During a cross-validation, fit_resamples
return the metric average from the validation set.
lr_model <-
linear_reg() |>
set_engine('lm')
lr_wf <-
workflow() |>
add_recipe(basic_recipe) |>
add_model(lr_model)
lr_cv <-
lr_wf |>
fit_resamples(
folds,
metrics = metric_set(rmse),
control = control
)
# let' extract result from CV. that will help us to compare it with other models
lr_cv |>
collect_metrics()
# That's the RMSE validation error
# .metric .estimator mean n std_err .config
# <chr> <chr> <dbl> <int> <dbl> <chr>
# rmse standard 0.161 10 0.000370 Preprocessor1_Model1
The issue I have is how to get the training error.
The same issue occurs after the tuning of hyperparameters.
For example, when tuning the KNN to find the best number of neighbors, the collect_metrics
and show_best
return the average of the metrics of the validation set from cross-validation, whereas we all know that the best number of neighbors is when while the training errors decreased the validation errors start increasing.

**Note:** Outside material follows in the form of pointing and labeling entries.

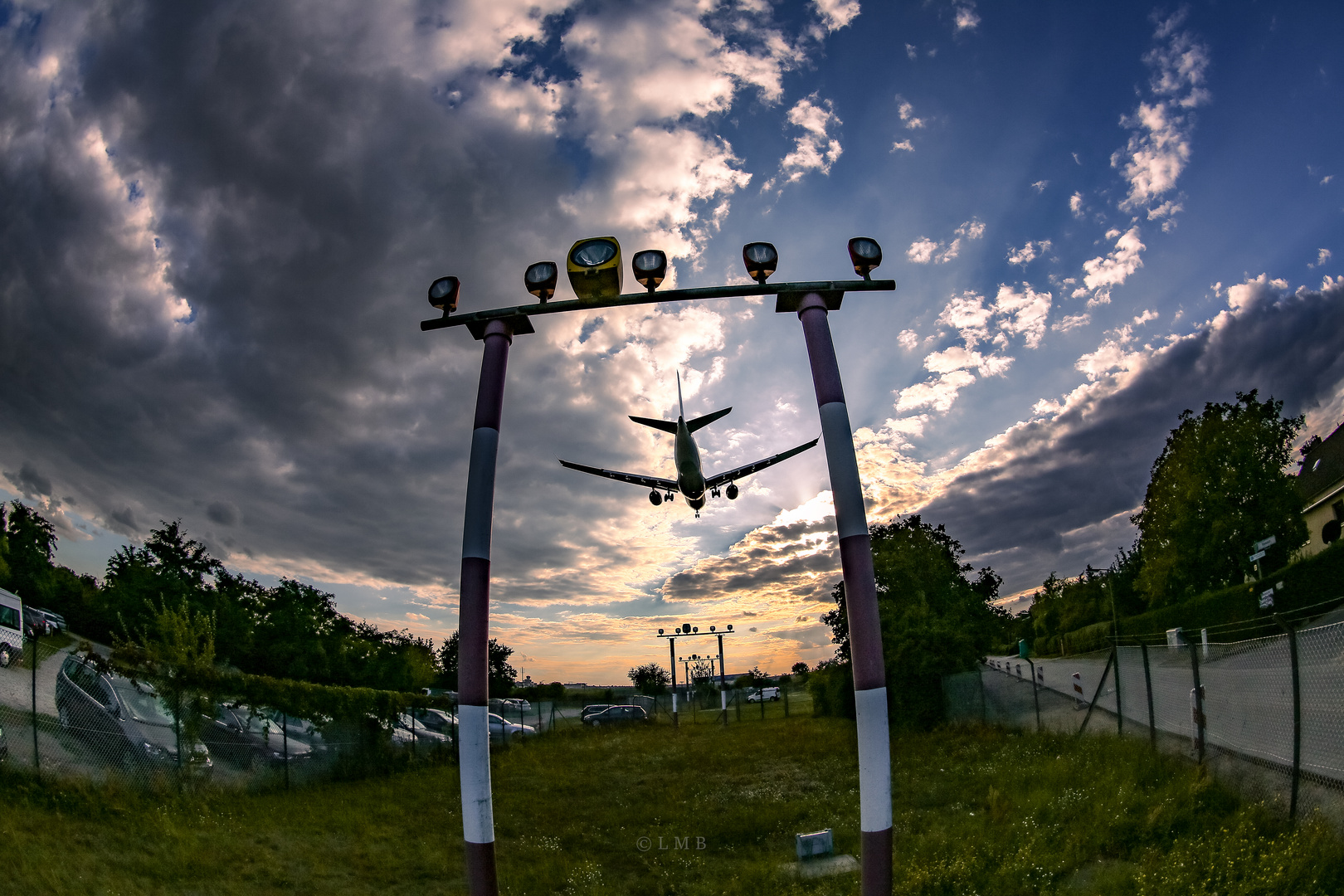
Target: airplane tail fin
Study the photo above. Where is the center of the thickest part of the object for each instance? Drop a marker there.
(659, 425)
(700, 422)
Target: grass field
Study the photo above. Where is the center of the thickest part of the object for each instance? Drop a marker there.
(977, 811)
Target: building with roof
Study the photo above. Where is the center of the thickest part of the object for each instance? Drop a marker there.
(1322, 484)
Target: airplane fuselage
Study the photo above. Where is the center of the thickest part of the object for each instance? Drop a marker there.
(689, 477)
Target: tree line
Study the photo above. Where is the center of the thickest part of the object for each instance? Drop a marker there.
(290, 631)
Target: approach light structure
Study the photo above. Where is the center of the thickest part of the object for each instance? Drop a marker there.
(594, 269)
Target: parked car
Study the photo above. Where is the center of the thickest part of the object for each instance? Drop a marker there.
(405, 733)
(247, 737)
(504, 730)
(11, 627)
(34, 622)
(436, 720)
(56, 622)
(300, 730)
(127, 722)
(592, 709)
(617, 716)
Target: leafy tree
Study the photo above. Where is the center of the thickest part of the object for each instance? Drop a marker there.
(936, 618)
(502, 674)
(1220, 485)
(650, 679)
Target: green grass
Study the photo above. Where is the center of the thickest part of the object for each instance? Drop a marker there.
(977, 811)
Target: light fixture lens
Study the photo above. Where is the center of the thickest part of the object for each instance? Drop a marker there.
(866, 254)
(761, 261)
(650, 268)
(592, 253)
(442, 293)
(541, 280)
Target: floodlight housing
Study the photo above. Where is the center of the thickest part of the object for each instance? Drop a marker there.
(866, 254)
(442, 295)
(541, 280)
(761, 261)
(594, 268)
(650, 268)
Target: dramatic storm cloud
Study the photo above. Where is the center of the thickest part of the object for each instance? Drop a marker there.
(221, 219)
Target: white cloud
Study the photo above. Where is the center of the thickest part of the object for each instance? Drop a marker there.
(816, 148)
(1071, 321)
(1027, 253)
(908, 114)
(938, 394)
(836, 14)
(921, 251)
(1025, 312)
(972, 229)
(1107, 271)
(1160, 144)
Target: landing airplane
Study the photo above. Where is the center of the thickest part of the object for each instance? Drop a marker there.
(689, 479)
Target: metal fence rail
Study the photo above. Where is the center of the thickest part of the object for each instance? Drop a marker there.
(1266, 712)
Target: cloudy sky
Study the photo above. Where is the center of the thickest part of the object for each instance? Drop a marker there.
(219, 222)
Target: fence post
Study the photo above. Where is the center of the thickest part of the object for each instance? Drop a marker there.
(1035, 694)
(1101, 684)
(1298, 715)
(37, 755)
(284, 733)
(1148, 684)
(1120, 709)
(1198, 694)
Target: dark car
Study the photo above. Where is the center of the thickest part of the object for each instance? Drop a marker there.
(125, 722)
(617, 716)
(247, 737)
(56, 622)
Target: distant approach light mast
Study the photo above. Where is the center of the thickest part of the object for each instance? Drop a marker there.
(596, 275)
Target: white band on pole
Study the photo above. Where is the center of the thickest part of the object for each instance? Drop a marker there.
(480, 494)
(845, 486)
(475, 757)
(874, 759)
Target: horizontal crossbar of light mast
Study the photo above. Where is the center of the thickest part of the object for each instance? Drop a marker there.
(671, 296)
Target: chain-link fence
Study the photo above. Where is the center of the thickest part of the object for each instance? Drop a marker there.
(65, 716)
(1265, 713)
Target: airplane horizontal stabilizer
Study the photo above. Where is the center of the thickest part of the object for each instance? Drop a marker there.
(659, 425)
(747, 469)
(633, 479)
(700, 422)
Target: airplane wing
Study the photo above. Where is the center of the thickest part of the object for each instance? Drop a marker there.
(719, 479)
(647, 481)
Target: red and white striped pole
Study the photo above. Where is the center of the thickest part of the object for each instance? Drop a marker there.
(474, 739)
(860, 589)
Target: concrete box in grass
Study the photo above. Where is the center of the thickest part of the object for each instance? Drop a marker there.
(815, 845)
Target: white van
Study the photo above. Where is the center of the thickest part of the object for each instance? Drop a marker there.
(11, 627)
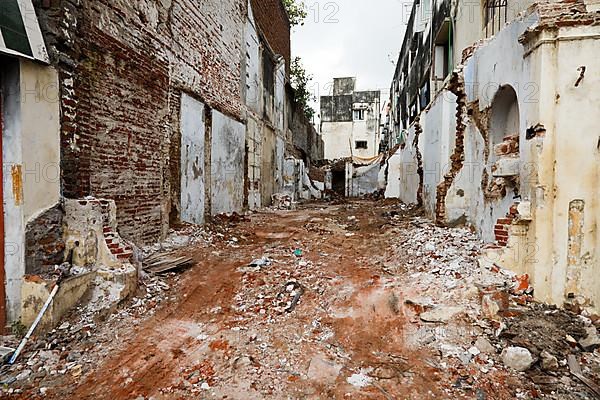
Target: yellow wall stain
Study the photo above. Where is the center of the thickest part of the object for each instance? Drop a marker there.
(17, 177)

Unfortunately, the autoplot
function does not show us the training errors only the validation errors.
In this case, for example
tree_grid <-
grid_regular(
cost_complexity(),
tree_depth(),
min_n(),
levels = c(3, 5, 10)
)
tree_wf <-
workflow() %>%
add_model(tree_model) %>%
add_recipe(basic_recipe)
tree_res <-
tree_wf %>%
tune_grid(
resamples = folds,
grid = tree_grid,
metrics = metric_set(rmse),
control = control
)
How do we extract the training errors of each couple of hyperparameters/folds?